Wednesday, December 3, 2014

I wish I knew how it would feel to be free

With the disappointingly predictable grand jury decisions concerning the deaths of Michael Brown and Eric Garner, these past two weeks have been trying, to say the least - there have been a lot of tears and a lot of outrage, but mostly, a lot of questions. It is undeniably maddening to live in a country - hell, a world - where not only your life but the lives of your mother, your father, your brothers, your sisters, and anyone who shares your skin color or looks like they are related to someone who does have so little value. How best to carry on? If I have children, they will be black. How can I bring them into a world that people and the institutions they serve are determined to remove them from? I’m ever grateful to my parents for teaching me how to dodge the figurative bullets of a white supremacist society - the inferiority complex that arises when constantly treated as though you are inherently less than, being bullied into silence or complacency, and buying into the belief that “white is right,” to name a few - but how to teach a child how to dodge literal bullets? As Ijeoma Oluo outlined in a devastating string of tweets, it seems as though there’s not much one can do as a black person to avoid it. What can we do?
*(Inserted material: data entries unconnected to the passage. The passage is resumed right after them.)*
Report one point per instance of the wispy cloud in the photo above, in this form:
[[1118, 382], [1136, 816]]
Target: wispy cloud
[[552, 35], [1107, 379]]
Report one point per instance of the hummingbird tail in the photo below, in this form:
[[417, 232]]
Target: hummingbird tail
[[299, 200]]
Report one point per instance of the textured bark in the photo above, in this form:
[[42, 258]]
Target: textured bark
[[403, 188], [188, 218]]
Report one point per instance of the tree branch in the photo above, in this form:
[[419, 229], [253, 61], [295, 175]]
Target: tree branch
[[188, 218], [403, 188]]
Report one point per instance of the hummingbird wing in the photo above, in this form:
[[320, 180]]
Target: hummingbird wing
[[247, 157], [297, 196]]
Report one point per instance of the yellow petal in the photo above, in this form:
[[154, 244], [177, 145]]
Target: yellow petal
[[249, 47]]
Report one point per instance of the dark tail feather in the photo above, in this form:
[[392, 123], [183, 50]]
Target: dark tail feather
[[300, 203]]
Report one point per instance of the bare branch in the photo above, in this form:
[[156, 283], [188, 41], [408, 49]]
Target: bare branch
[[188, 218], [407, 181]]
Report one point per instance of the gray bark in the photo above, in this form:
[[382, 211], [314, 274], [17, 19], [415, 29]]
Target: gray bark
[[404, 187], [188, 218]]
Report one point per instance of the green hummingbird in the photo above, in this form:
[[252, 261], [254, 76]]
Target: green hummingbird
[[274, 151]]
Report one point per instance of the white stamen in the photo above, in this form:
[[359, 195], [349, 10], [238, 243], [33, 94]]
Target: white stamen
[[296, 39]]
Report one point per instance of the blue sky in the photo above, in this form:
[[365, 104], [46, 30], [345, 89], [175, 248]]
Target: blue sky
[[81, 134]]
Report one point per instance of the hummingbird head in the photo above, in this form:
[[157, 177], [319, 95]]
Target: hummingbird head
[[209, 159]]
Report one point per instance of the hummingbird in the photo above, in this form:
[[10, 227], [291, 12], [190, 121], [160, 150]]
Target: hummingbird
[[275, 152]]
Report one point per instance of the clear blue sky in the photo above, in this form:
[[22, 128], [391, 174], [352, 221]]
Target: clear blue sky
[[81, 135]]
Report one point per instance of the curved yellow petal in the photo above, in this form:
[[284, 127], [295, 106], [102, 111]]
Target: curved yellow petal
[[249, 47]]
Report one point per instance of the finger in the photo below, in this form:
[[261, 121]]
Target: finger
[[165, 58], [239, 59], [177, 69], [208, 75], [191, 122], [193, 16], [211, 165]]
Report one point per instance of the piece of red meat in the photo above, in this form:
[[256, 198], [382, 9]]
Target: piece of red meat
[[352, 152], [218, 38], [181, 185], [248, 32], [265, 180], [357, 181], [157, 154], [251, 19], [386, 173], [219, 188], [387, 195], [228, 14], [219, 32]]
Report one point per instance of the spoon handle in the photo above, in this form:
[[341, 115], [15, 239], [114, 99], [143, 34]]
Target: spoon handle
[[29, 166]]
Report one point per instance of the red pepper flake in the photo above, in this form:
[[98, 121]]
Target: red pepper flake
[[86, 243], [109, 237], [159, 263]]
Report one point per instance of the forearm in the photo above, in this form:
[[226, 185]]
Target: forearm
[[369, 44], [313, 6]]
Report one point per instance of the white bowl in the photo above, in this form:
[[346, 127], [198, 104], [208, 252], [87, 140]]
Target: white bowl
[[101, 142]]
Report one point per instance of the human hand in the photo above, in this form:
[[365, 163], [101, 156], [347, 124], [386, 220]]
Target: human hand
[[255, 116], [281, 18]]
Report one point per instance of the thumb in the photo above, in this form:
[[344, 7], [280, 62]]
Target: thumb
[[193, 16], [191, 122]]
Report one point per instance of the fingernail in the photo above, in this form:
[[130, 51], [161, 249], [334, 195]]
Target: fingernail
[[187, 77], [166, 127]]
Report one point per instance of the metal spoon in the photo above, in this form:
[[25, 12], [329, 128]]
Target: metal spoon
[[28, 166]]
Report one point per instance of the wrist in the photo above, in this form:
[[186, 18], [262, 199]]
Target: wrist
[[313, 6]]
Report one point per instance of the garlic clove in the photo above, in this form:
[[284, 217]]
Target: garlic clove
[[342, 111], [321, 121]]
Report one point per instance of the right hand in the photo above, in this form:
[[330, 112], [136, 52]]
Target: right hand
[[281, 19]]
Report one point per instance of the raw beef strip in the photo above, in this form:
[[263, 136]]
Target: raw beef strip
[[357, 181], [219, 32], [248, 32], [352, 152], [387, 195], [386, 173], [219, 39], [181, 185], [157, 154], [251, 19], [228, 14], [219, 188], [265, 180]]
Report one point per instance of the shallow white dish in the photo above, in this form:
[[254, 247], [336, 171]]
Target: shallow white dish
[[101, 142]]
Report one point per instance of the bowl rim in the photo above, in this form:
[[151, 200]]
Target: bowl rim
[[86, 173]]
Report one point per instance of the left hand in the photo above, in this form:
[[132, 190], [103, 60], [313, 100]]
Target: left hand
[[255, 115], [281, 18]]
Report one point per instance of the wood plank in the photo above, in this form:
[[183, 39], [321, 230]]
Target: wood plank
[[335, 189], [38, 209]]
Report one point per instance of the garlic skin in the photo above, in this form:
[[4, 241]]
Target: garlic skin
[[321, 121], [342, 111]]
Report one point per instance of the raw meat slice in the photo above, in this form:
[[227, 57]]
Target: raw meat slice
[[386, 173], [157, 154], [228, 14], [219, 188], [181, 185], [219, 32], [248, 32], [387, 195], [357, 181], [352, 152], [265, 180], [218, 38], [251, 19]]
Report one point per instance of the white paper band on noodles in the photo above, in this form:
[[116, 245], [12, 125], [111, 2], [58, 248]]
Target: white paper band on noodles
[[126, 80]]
I haven’t figured this out quite yet. With the recent news of yet another unarmed black man killed by a police officer, we need to work on solutions to this problem urgently. This section from James Baldwin’s “Notes of a Native Son,” which I posted on Facebook last week following the Ferguson grand jury decision, bears reposting because it’s a good place for us to start:
"It began to seem that one would have to hold in the mind forever two ideas which seemed to be in opposition. The first idea was acceptance, the acceptance, totally without rancor, of life as it is, and men as they are: in the light of this idea, it goes without saying that injustice is a commonplace. But this did not mean that one could be complacent, for the second idea was of equal power: that one must never, in one’s own life, accept these injustices as commonplace but must fight them with all one’s strength."